I have a Gaussian and a Lorentzian function here;

gd[v_] = Sqrt[(4*Log[2]/Pi)]*(1/Dw)*Exp[-4*Log[2]*((v - v0)/Dw)^2]
gl[v_] = (Lw/2/Pi)/((v - v0)^2 + (Lw/2)^2);

I want to get a Voigt function by using the convolution of the above two functions,

Voi[v_] = Integrate[gd[v']*gl[v' - v], {v', -Infinity, Infinity}]

but it just returns the input,

So, how to do this convolution in Mathematica?

  • 3
    $\begingroup$ Why don't you use VoigtDistribution[ lorentzwidth, gaussianwidth ], which is a built-in function? This convolution has not an analytical formula, and it is difficult to evaluate numerically. It is pretty much studied, since it appears in several contexts, in particular in astrophysics and x-ray spectroscopy. $\endgroup$
    – Vito Vanin
    Nov 30, 2017 at 16:31

1 Answer 1


It seems, that MMA can't do that integral analytically (working with Version 8.0). Also Convolvedidn't do the job.

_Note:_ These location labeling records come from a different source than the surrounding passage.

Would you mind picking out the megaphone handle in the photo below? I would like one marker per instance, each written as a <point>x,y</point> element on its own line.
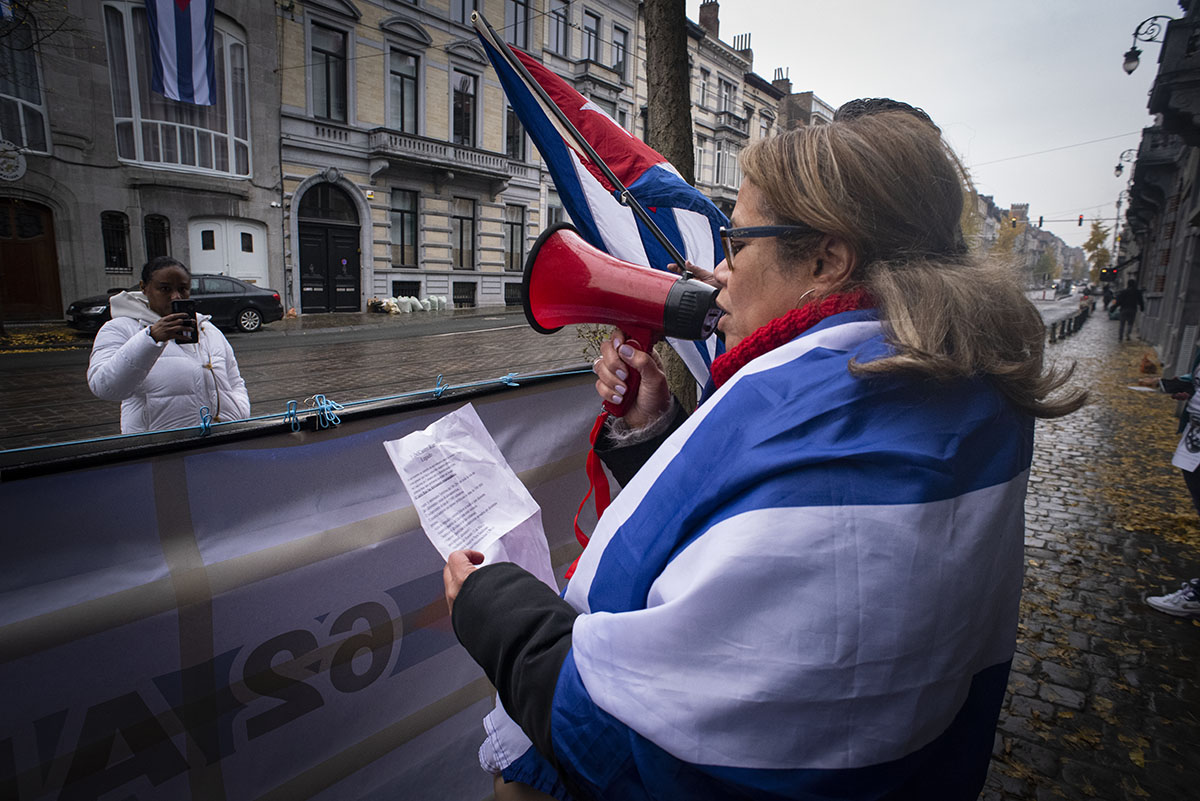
<point>631,384</point>
<point>634,338</point>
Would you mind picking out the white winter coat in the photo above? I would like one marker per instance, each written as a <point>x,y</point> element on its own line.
<point>163,385</point>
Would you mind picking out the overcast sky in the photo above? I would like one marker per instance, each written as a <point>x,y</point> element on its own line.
<point>1002,79</point>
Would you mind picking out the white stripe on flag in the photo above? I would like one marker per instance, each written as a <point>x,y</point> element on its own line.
<point>616,223</point>
<point>697,238</point>
<point>202,91</point>
<point>167,50</point>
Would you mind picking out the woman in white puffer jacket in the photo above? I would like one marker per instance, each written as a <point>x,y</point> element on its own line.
<point>161,381</point>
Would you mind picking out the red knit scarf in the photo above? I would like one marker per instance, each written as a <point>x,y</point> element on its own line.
<point>783,330</point>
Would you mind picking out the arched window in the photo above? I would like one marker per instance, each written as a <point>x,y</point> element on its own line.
<point>114,228</point>
<point>22,110</point>
<point>161,132</point>
<point>156,229</point>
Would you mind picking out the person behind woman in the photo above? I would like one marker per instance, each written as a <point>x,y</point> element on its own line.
<point>810,589</point>
<point>162,383</point>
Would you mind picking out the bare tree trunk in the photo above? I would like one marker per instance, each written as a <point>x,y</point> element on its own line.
<point>669,131</point>
<point>669,106</point>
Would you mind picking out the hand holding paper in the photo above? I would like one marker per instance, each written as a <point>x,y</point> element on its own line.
<point>467,495</point>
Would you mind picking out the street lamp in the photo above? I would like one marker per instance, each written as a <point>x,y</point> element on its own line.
<point>1125,157</point>
<point>1149,30</point>
<point>1125,197</point>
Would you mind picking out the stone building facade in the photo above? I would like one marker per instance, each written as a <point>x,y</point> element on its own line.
<point>111,174</point>
<point>359,148</point>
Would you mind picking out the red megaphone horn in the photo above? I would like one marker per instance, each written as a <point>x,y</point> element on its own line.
<point>567,281</point>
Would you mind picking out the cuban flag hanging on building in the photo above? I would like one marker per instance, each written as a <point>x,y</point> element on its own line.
<point>689,220</point>
<point>181,49</point>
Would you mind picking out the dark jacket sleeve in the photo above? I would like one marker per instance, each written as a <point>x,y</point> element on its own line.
<point>624,461</point>
<point>519,631</point>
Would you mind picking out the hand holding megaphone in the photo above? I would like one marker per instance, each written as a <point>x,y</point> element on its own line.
<point>630,380</point>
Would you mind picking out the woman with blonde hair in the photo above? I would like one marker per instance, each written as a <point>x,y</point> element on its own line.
<point>810,589</point>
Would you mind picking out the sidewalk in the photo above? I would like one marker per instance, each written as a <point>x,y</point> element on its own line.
<point>1104,697</point>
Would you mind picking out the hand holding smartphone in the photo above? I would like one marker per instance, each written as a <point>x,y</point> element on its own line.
<point>190,335</point>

Do it numerically. By the way, don't use v', because it is interpreted as Derivative and regard, the correct definition is gl[v - vs, v0, Lw], not vs-v.

gd[v_, v0_, Dw_] = 
   Sqrt[(4*Log[2]/Pi)]*(1/Dw)*Exp[-4*Log[2]*((v - v0)/Dw)^2];

gl[v_, v0_, Lw_] = (Lw/2/Pi)/((v - v0)^2 + (Lw/2)^2);

Voi[v_, v0_, Dw_, Lw_] := 
    NIntegrate[gd[vs, v0, Dw]*gl[v - vs, v0, Lw], {vs, -Infinity, Infinity}]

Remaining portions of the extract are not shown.